Behind them, the relatives and friends of the heroes of 1937 were also present and prepared for a well-deserved ovation from those in attendance at the temple of granota sentiment. Ballesteros, Latorre, Barrie and Mut joined in this beautiful company, having had the honour of being captains of Levante U.D. All of them were presented over the loudspeaker, receiving the acclaim of the attendees who cheered the names of their relatives.

Afterwards, Luis Rubiales, Francisco Catalán, Salvador Gomar and Iborra went to the chosen meeting point to hand over the trophy, which had previously been placed on a pedestal by Emilio Nadal.

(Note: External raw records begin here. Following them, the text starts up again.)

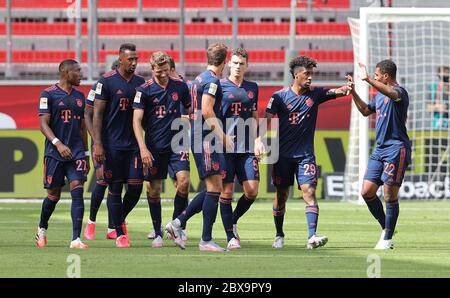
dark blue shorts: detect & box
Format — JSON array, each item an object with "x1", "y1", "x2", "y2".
[
  {"x1": 103, "y1": 150, "x2": 144, "y2": 184},
  {"x1": 192, "y1": 143, "x2": 226, "y2": 180},
  {"x1": 272, "y1": 156, "x2": 318, "y2": 188},
  {"x1": 169, "y1": 151, "x2": 191, "y2": 180},
  {"x1": 223, "y1": 153, "x2": 259, "y2": 184},
  {"x1": 364, "y1": 147, "x2": 411, "y2": 186},
  {"x1": 144, "y1": 152, "x2": 190, "y2": 181},
  {"x1": 44, "y1": 156, "x2": 88, "y2": 189}
]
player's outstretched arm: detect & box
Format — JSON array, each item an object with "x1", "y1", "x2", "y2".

The celebrated but intense ceremony concluded with Luis Rubiales presenting Vicente Iborra with the Copa España Libre championship. Iborra, wearing the captain’s armband, presented and offered the trophy to a Ciutat de València that exploded with jubilation. The legalisation of the cup had taken on a figurative meaning through a symbolic handing over of a title that Levante already held.

After this, Iborra decided to pass the trophy to Jobanna Calpe, granddaughter of Ernesto Calpe Gil, one of the authors of the victory and an employee of Levante Unión Deportiva. Visibly moved, she handed over the triumph to her father and, subsequently, the legalised trophy was handed over among the attendees, giving way to a joint photograph that would immortalise one of the most important episodes in the club’s history.